Не было похоже, чтобы сэра Ланселота это как-то тронуло. Он крепче сжал в руке стакан и оглянулся.
— Я очень рад, что нам удалось найти столь блестящее решение этой проблемы, — сказал он.
— Нам здесь, на Зенкали, — сказал Кинги, — обычно худо-бедно удавалось вести дела на благо острова. Корю себя за то, что недооценивал вас, видя в вас лишь разумного и сочувствующего мне человека.
— Спасибо, спасибо, — сказал сэр Ланселот, сияя от удовольствия. — Я так рад слышать это, ваше величество! Мы, ревнители охраны природы, всегда во все суемся, всегда вставляем палки в колеса, и нам ой как трудно убеждать людей, что все это для их же блага. Люди думают, что мы помешались на любви к животным, ставя их выше интересов человека.
— Согласен, — сказал Кинги. — По-моему, все, что здесь произошло, лишний раз подчеркивает сказанное вами. Без понимания биологической архитектоники нашего острова мы могли бы в одночасье погубить и его экономику, и самих себя.
— Именно так, — сказал сэр Ланселот. — Истории, подобные той, что имела место в нашем микрокосме, происходят повсюду в мире, и, как правило, последствия их бывают более прискорбными.
— Хорошо, что мы здесь, на Зенкали, обладаем достаточной властью для принятия решений, — сказал Кинги. — Я всегда чувствовал, что во многих странах мира власть слишком распылена, чтобы быть эффективной. Демократия по-своему хороша, но подчас при помощи диктатуры — в мягкой, разумеется, форме — можно добиться большего.
— Положимте, что так, — с сомнением сказал сэр Ланселот.
— А вот и счастливая парочка, благодаря которой заварилась вся эта каша, — сказал Кинги и обхватил своими могучими руками Питера и Одри за плечи. — Милая Одри, — сказал он. — Вы сегодня выглядите счастливой как никогда! Не потому ли, что вы решили взять себе в мужья честного малого в лице Питера Флокса?
— О да, — сказала улыбающаяся Одри. — Я решила: в чем он нуждается больше всего, так это в сварливой жене.
— Ему следовало бы почитать за счастье, что на него будет ворчать такая красавица, как вы, — сказал Кинги. — И я открою вам секрет: наш благодарный остров подарит вам на свадьбу плантацию деревьев амела.
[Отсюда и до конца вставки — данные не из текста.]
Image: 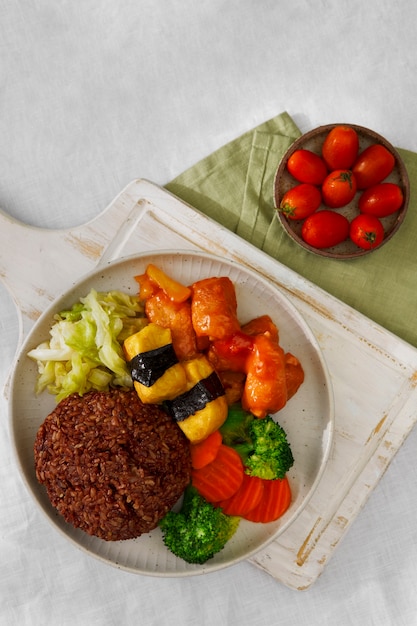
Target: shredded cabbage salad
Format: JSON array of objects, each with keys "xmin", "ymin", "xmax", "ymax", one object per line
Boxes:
[{"xmin": 28, "ymin": 289, "xmax": 147, "ymax": 402}]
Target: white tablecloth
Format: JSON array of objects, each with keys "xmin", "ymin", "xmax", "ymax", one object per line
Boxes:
[{"xmin": 0, "ymin": 0, "xmax": 417, "ymax": 626}]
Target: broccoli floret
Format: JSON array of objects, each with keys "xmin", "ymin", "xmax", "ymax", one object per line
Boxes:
[
  {"xmin": 159, "ymin": 485, "xmax": 240, "ymax": 564},
  {"xmin": 220, "ymin": 404, "xmax": 294, "ymax": 480}
]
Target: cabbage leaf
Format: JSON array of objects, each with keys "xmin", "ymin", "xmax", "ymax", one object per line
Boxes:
[{"xmin": 28, "ymin": 289, "xmax": 147, "ymax": 402}]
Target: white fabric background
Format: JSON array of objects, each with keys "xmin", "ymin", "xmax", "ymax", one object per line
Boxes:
[{"xmin": 0, "ymin": 0, "xmax": 417, "ymax": 626}]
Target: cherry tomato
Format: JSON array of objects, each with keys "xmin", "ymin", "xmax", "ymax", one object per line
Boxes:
[
  {"xmin": 352, "ymin": 143, "xmax": 395, "ymax": 189},
  {"xmin": 358, "ymin": 183, "xmax": 404, "ymax": 217},
  {"xmin": 349, "ymin": 213, "xmax": 384, "ymax": 250},
  {"xmin": 321, "ymin": 170, "xmax": 356, "ymax": 209},
  {"xmin": 279, "ymin": 183, "xmax": 321, "ymax": 220},
  {"xmin": 321, "ymin": 126, "xmax": 359, "ymax": 170},
  {"xmin": 287, "ymin": 149, "xmax": 327, "ymax": 185},
  {"xmin": 301, "ymin": 209, "xmax": 349, "ymax": 248}
]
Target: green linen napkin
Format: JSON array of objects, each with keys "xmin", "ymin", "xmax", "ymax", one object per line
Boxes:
[{"xmin": 166, "ymin": 113, "xmax": 417, "ymax": 347}]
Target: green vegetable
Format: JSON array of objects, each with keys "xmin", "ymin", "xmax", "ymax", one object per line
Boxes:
[
  {"xmin": 28, "ymin": 289, "xmax": 147, "ymax": 402},
  {"xmin": 159, "ymin": 485, "xmax": 240, "ymax": 564},
  {"xmin": 220, "ymin": 404, "xmax": 294, "ymax": 480}
]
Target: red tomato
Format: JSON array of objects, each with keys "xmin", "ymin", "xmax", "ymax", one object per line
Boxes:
[
  {"xmin": 321, "ymin": 126, "xmax": 359, "ymax": 170},
  {"xmin": 321, "ymin": 170, "xmax": 356, "ymax": 209},
  {"xmin": 287, "ymin": 149, "xmax": 327, "ymax": 185},
  {"xmin": 352, "ymin": 143, "xmax": 395, "ymax": 189},
  {"xmin": 279, "ymin": 183, "xmax": 321, "ymax": 220},
  {"xmin": 301, "ymin": 210, "xmax": 349, "ymax": 248},
  {"xmin": 359, "ymin": 183, "xmax": 404, "ymax": 217},
  {"xmin": 349, "ymin": 213, "xmax": 384, "ymax": 250}
]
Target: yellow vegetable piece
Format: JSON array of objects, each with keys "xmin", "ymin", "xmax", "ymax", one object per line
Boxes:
[
  {"xmin": 123, "ymin": 323, "xmax": 187, "ymax": 404},
  {"xmin": 177, "ymin": 356, "xmax": 228, "ymax": 443}
]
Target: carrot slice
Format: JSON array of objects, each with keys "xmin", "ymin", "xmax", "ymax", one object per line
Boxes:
[
  {"xmin": 190, "ymin": 430, "xmax": 223, "ymax": 469},
  {"xmin": 145, "ymin": 263, "xmax": 191, "ymax": 302},
  {"xmin": 191, "ymin": 443, "xmax": 244, "ymax": 503},
  {"xmin": 242, "ymin": 476, "xmax": 291, "ymax": 524},
  {"xmin": 219, "ymin": 474, "xmax": 265, "ymax": 517}
]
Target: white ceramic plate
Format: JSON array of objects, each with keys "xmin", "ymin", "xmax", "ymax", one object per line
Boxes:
[{"xmin": 10, "ymin": 251, "xmax": 334, "ymax": 577}]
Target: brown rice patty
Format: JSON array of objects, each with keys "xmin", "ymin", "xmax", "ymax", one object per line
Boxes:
[{"xmin": 34, "ymin": 390, "xmax": 191, "ymax": 541}]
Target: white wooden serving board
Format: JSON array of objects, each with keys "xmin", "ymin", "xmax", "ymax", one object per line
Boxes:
[{"xmin": 0, "ymin": 180, "xmax": 417, "ymax": 589}]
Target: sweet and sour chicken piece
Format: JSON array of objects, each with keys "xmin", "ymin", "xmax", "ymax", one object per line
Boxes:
[{"xmin": 191, "ymin": 276, "xmax": 240, "ymax": 339}]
— О, Кинги, — сказала Одри. — Вы так щедры!
— Скорее предусмотрителен, — сказал Кинги. — Я надеюсь, что благодаря этому Зенкали станет вашим родным домом навсегда.
— Не сочтете ли вы «оскорблением величества», если я поцелую вас? — спросила Одри.
— Сочту, если откажетесь, — твердо сказал Кинги.
— Ну, Питер, пошли, сообщим обо всем папочке, — сказала Одри.
— Заодно передайте, что если он еще раз тиснет обо мне какую-нибудь гадость, то я выкину его за шкирку с острова. «КОРОЛЬ УКУШЕН БОГОМ». Какой подрыв репутации монарха, а!
…Под гигантской бугенвиллеей, где била ключом жизнь насекомых, плавно покачивался королевский гамак, в котором восседали Ганнибал и Джу. Под гамаком, скрестив ноги по-турецки, сидел папаша Дэмиэн.
— Ну, уважаемый и обожаемый предок, у меня для тебя новость! — сказала Одри. — Наш высокочтимый король подарил нам с Питером плантацию амела!
— Как — плантацию амела? — спросил Симон. — Чтобы моя родная дщерь позорила отцовские седины, живя во грехе у него под боком на плантации амела?
— Боже, да что ты несешь! — сказала Одри. — Разве я собираюсь жить во грехе?!
— Не хочешь ли ты сказать, о моя дражайшая дщерь, что ты по глупости решила повести сего неоперившегося отрока к церковному алтарю? Смилуйся, о Матерь Божия, это еще хуже, чем жить во грехе!
— Ну, ничего, немножечко греха тоже не помешает, — сказала практичная Джу. — В конце концов, грехи — это мой хлеб, без них я осталась бы без работы! Но, я надеюсь, у вас все серьезно? Могу я вас обвенчать?
— А где же еще им завязать брачные узы, как не здесь? — сказал Ганнибал. — О Господи! Я теряю не только ту единственную девушку, которую искренне любил, но и добрую помощницу. А я ведь так рассчитывал на тебя еще на девяносто ближайших лет!
— На все воля Божья, — сказал Питер.
— Что ж, — произнес Ганнибал, — теперь, когда всю эту заваренную вами кашу удалось расхлебать, я отниму у Питера еще немножечко времени — если, конечно, эта паршивка хоть ненадолго оставит его в покое… Питер, у меня к тебе будет вот какое задание: я задумал выпуск нового, исправленного издания своей книги.